5.7472 – 0.571536 = 0.135 vf2

vf = 6.19m/s when toy car reaches the base of the loop

3. The attempt at a solution

As seen in #2 above, I know how to solve for the first question. However, I am at a complete loss as to how we approach the second part? We have dealt with uniform circular motion with no gravity and uniform circular motion with movement perpendicular to gravity, but never one where the direction of movement is constantly changing with respect to the direction of gravity. I am at a loss as to what equation I could even use that would take everything I need into consideration?

2. Dec 5, 2013

### cepheid

Staff Emeritus
Just a comment here: what you have written above is almost completely meaningless, and almost completely useless to someone else who is trying to figure out what you're doing. The reason is because you haven't included any units on your quantities. They are just meaningless numbers. 1796 whats??? It could be kilowatt-hours, for all I know. You might think I'm nitpicking and being pedantic, but I'm actually not. Without the units, it's not a physically meaningful statement, and excluding units is a great way to fall prey to silly mistakes as well.

I'm assuming EEi is the initial "elastic energy?" If that's true, then it's equal to (1/2)kx2, which I think is the first term you have on the lefthand side of the next line (but I had to guess that because there are no units). That term looks okay. Let's talk about the middle term, which I've put in boldface. This term corresponds to what you called "W", by which I assume you mean the work done by friction. You're saying that initial elastic energy + frictional work = final kinetic energy, so that all makes sense by the conservation of energy. But the middle term (the work) has nothing to indicate where any of the numbers came from. The number in red, 0.47628, in particular, has no discernible origin. It could be correct, or it could not be, but I have no way of telling either way, because you didn't write down any algebraic symbols or any of the steps that you used to arrive at it.

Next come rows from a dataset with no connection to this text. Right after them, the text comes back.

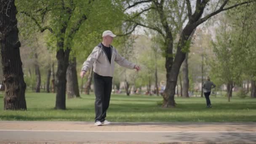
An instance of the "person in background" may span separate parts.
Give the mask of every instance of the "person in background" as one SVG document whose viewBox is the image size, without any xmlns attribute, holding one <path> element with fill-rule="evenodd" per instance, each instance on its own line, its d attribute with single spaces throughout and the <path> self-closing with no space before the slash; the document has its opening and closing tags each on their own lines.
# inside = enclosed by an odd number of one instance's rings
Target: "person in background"
<svg viewBox="0 0 256 144">
<path fill-rule="evenodd" d="M 203 93 L 206 100 L 206 107 L 208 108 L 211 108 L 212 107 L 210 100 L 210 95 L 211 95 L 211 91 L 212 88 L 215 88 L 216 85 L 211 81 L 210 77 L 208 77 L 206 81 L 204 83 L 203 85 Z"/>
</svg>

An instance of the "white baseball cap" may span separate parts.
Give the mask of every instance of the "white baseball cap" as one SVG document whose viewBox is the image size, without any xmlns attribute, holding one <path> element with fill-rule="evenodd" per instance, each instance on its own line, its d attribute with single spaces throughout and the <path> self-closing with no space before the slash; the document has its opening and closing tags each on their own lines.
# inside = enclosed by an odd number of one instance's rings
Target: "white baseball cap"
<svg viewBox="0 0 256 144">
<path fill-rule="evenodd" d="M 107 35 L 109 35 L 111 37 L 115 37 L 117 36 L 116 35 L 114 35 L 113 32 L 109 30 L 104 31 L 104 32 L 103 32 L 102 33 L 102 37 L 106 36 Z"/>
</svg>

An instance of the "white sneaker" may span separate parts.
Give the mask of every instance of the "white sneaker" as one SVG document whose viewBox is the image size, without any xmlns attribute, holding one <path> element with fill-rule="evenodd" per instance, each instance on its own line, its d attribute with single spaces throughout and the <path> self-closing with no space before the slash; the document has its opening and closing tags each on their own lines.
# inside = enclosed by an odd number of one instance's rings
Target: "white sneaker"
<svg viewBox="0 0 256 144">
<path fill-rule="evenodd" d="M 107 120 L 104 120 L 104 122 L 102 122 L 101 123 L 102 123 L 102 124 L 103 124 L 103 125 L 110 125 L 111 123 L 110 122 L 109 122 L 108 121 L 107 121 Z"/>
<path fill-rule="evenodd" d="M 101 123 L 101 122 L 98 121 L 94 123 L 94 125 L 97 126 L 100 126 L 102 125 L 102 124 Z"/>
</svg>

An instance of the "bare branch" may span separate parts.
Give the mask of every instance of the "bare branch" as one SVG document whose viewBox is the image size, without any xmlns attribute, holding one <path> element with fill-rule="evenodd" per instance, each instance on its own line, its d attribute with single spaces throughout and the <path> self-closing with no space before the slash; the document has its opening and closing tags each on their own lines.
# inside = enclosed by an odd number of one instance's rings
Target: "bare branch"
<svg viewBox="0 0 256 144">
<path fill-rule="evenodd" d="M 134 26 L 133 26 L 133 29 L 132 29 L 132 30 L 131 31 L 130 31 L 129 32 L 127 32 L 126 33 L 125 33 L 124 34 L 117 35 L 117 37 L 122 37 L 122 36 L 126 36 L 126 35 L 129 35 L 131 34 L 132 32 L 133 32 L 135 30 L 135 28 L 136 28 L 136 27 L 137 27 L 137 26 L 138 26 L 138 24 L 135 24 L 134 25 Z"/>
<path fill-rule="evenodd" d="M 71 29 L 70 33 L 69 35 L 69 37 L 71 37 L 72 35 L 75 34 L 79 29 L 79 28 L 83 22 L 87 19 L 87 17 L 85 15 L 83 15 L 81 19 L 78 21 L 75 27 Z"/>
<path fill-rule="evenodd" d="M 197 21 L 195 23 L 195 25 L 196 26 L 198 26 L 198 25 L 200 24 L 202 24 L 202 23 L 206 21 L 207 19 L 209 19 L 211 17 L 220 13 L 222 11 L 228 10 L 235 8 L 237 6 L 238 6 L 240 5 L 244 5 L 245 4 L 248 4 L 248 3 L 253 3 L 253 2 L 256 2 L 256 0 L 249 0 L 248 1 L 246 1 L 246 2 L 245 2 L 243 3 L 238 3 L 238 4 L 235 5 L 234 5 L 230 6 L 230 7 L 226 8 L 224 8 L 224 7 L 227 4 L 228 1 L 228 0 L 225 0 L 223 4 L 221 6 L 220 8 L 218 10 L 217 10 L 217 11 L 208 15 L 207 16 L 205 16 L 204 17 L 200 19 L 198 21 Z"/>
<path fill-rule="evenodd" d="M 127 8 L 125 8 L 125 11 L 126 10 L 128 9 L 129 9 L 129 8 L 131 8 L 132 7 L 134 7 L 134 6 L 138 5 L 139 4 L 142 3 L 151 2 L 152 1 L 153 1 L 152 0 L 142 0 L 142 1 L 139 1 L 139 2 L 135 3 L 132 5 L 130 5 L 130 4 L 128 3 L 128 5 L 129 6 Z"/>
<path fill-rule="evenodd" d="M 35 22 L 36 25 L 38 27 L 38 28 L 40 30 L 40 32 L 44 32 L 45 30 L 46 29 L 48 29 L 50 31 L 50 32 L 51 32 L 51 33 L 53 33 L 53 29 L 48 26 L 46 26 L 44 27 L 42 27 L 40 25 L 40 24 L 38 23 L 38 22 L 37 21 L 37 20 L 34 17 L 32 17 L 29 13 L 28 13 L 26 12 L 24 12 L 24 11 L 21 11 L 21 13 L 23 13 L 23 14 L 25 14 L 25 15 L 27 16 L 30 17 L 32 19 L 32 20 Z"/>
<path fill-rule="evenodd" d="M 151 10 L 151 9 L 155 9 L 155 8 L 154 8 L 154 7 L 150 7 L 150 8 L 147 8 L 147 9 L 144 9 L 144 10 L 142 11 L 141 11 L 140 12 L 139 12 L 139 13 L 137 13 L 136 15 L 135 15 L 135 16 L 133 16 L 133 17 L 132 18 L 132 19 L 134 19 L 134 18 L 135 18 L 135 17 L 137 17 L 137 16 L 139 16 L 139 15 L 140 15 L 141 14 L 141 13 L 143 13 L 144 12 L 145 12 L 145 11 L 149 11 L 149 10 Z"/>
<path fill-rule="evenodd" d="M 162 32 L 162 30 L 160 29 L 159 29 L 158 27 L 151 27 L 151 26 L 147 26 L 147 25 L 146 25 L 145 24 L 144 24 L 140 23 L 139 22 L 135 21 L 134 21 L 133 20 L 126 20 L 126 21 L 133 22 L 133 23 L 134 23 L 137 25 L 141 26 L 141 27 L 146 27 L 146 28 L 149 28 L 149 29 L 153 29 L 153 30 L 155 30 L 155 31 L 157 31 L 157 32 L 158 32 L 163 37 L 165 36 L 165 35 L 164 35 L 163 33 Z"/>
</svg>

Just use the conservation of energy. Gravity is a conservative force: the great thing about conservative forces is that the work they do in moving an object from point a to point b depends only on the difference between those two points. It does not depend on the path taken between those two points. So it doesn't matter that the object travels along a circular loop. To figure out its change in potential energy, all you need to do is figure out the change in height of the object. Potential energy gained tells you kinetic energy lost.

EDIT: this is why conservation of energy is so powerful a concept. It's incredibly useful.

3. Dec 5, 2013

### Ascendant78

Apologies for not including the units and simplifying it all. I didn't want to make a clutter with all the units and figured the velocity I obtained could be checked relatively quickly. Besides, I wasn't really concerned with question 1 anyway, just question 2.

Thanks for the information about using conservation of energy. The only reason I wasn't sure about using that one is because of the force caused by the centripetal when it goes through the circular motion. I figured if it wasn't somehow included in the equation, it would come out wrong. I guess I'm just looking at it wrong conceptually.

4. Dec 6, 2013

### Ascendant78

Still looking for help on this. Can anyone clarify how you can use conservation of energy on this problem when the centripetal force will affect how high the toy car can travel?

5. Dec 7, 2013

### cepheid

Staff Emeritus
Hi Ascendant78,

I replied to your PM regarding this question. Sorry for not getting back to you sooner. For the benefit of other thread goers, the gist of what I said was:

Only two forces act on the object: gravity and the normal force. The normal force does no work.